Blood for biochemical analyses (3 mL) was drawn from all rats into tubes on ice, allowed to clot and centrifuged at 4,000×g and 10 °C for 10 min. The supernatant serum was collected and used for analyses. For storage, samples were kept at − 20 °C. Biochemical analyses for heart, liver and kidney functions were conducted. The marker used for assessing cardiac function was creatine kinase MB (CK-MB) isoenzyme. For assessing liver function, albumin, total and direct bilirubin concentrations were determined. Creatinine levels were measured for kidney function.
At termination of feeding trial, 3 male rats from each feeding group were introduced to 3 female rats each. Number of animals used for mating was limited by mortalities in some treatment groups. After allowing 5 days for mating, the males were removed, weighed and sacrificed. Testes and thymus were excised, weighed and processed for histological analyses. Females were observed throughout parturition and upon delivery of pups, litter characteristics were recorded.
Organ wet weights
After the feeding trial and mating, 5 animals from each feeding group (3 animals from the CT group) were sacrificed by cervical dislocation. Selected organs (thymus, liver, kidney, heart, spleen, lungs and testes) were excised, blotted dry and weighed to investigate the effect of the different feeds on mean organ wet weight expressed as a percentage of body weight.
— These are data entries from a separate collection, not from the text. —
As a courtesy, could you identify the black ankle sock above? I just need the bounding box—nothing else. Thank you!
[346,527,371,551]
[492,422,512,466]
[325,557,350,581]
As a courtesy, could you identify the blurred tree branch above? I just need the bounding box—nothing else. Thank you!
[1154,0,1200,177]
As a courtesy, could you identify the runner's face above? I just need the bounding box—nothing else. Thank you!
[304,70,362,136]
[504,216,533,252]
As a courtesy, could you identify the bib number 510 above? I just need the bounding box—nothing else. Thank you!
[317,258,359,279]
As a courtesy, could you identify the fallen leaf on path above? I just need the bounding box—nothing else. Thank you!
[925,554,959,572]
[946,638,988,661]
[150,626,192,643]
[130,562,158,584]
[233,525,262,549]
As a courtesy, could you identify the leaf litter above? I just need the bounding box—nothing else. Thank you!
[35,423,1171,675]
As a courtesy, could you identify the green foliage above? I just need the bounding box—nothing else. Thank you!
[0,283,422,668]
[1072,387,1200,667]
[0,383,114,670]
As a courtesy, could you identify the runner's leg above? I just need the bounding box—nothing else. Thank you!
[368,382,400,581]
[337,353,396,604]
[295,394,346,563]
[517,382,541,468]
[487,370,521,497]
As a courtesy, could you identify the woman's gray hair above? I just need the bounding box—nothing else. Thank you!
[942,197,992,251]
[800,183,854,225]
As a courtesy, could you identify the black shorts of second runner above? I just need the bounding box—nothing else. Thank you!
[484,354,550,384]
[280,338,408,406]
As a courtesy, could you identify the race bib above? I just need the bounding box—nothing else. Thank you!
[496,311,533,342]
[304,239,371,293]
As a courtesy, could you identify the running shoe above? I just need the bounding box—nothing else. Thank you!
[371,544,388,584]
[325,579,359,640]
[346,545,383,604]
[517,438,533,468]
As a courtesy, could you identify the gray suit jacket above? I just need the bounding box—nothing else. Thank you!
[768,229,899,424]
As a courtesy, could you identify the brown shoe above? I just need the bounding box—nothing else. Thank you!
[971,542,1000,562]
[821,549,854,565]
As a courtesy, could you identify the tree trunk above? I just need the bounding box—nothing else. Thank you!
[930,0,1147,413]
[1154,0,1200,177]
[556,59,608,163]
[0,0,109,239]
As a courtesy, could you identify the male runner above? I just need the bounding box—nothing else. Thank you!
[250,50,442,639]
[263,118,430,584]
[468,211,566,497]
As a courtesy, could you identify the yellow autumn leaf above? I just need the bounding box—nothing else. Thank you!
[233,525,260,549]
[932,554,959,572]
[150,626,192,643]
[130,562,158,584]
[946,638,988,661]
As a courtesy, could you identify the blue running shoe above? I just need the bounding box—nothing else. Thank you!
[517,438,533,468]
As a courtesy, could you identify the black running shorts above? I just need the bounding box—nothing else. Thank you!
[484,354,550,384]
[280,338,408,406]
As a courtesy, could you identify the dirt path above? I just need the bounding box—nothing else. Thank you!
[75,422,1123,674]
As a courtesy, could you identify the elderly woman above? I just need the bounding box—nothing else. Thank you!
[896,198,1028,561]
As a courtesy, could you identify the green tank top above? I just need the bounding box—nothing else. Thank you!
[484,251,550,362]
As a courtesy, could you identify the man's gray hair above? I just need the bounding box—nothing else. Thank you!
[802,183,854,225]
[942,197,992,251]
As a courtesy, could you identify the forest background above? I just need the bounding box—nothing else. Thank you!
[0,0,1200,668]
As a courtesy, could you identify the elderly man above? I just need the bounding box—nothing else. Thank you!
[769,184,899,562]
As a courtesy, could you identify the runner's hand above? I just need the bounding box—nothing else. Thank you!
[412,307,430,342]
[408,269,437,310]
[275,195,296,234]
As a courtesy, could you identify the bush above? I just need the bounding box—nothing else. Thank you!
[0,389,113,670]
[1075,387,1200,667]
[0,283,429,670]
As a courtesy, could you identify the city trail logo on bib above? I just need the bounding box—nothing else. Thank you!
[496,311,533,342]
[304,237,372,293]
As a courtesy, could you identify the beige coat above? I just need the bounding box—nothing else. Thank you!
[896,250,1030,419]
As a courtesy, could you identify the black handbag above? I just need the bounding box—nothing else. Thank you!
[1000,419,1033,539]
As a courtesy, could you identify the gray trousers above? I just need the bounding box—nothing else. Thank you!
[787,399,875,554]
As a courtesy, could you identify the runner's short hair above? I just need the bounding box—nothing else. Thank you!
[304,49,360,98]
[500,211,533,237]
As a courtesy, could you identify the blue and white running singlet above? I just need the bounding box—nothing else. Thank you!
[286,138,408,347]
Histology of excised organs (liver, testes and thymus) was carried out in accordance with established protocol at the Electron Microscopy Unit of Noguchi Memorial Institute for Medical Research, University of Ghana, and as described in the Manual of Histological Staining Methods21 using hematoxylin and eosin. Stained tissues were observed under a light microscope at 100 × or 200 × magnification, and pictures were taken by a camera attached to an Olympus BH-2 photomicroscope (New York Microscope Co., Hicksville, NY, USA).
All statistical analyses were performed with data analyses tools in Microsoft Excel version 14, Microsoft Office Professional Plus 2010. For determining significance of differences, data were analyzed by one-way ANOVA and post hoc by Tukey’s multiple comparison test on GraphPad Prism version 8. Analysis of trends for changes in growth parameters was by EpiTools Epidemiological Calculators22. All analyses were conducted at α = 0.05. Individual rats were used as statistical units for analyses. Except for the CT group which had n = 3 for statistical analyses, all other groups had n ≥ 5 unless otherwise indicated.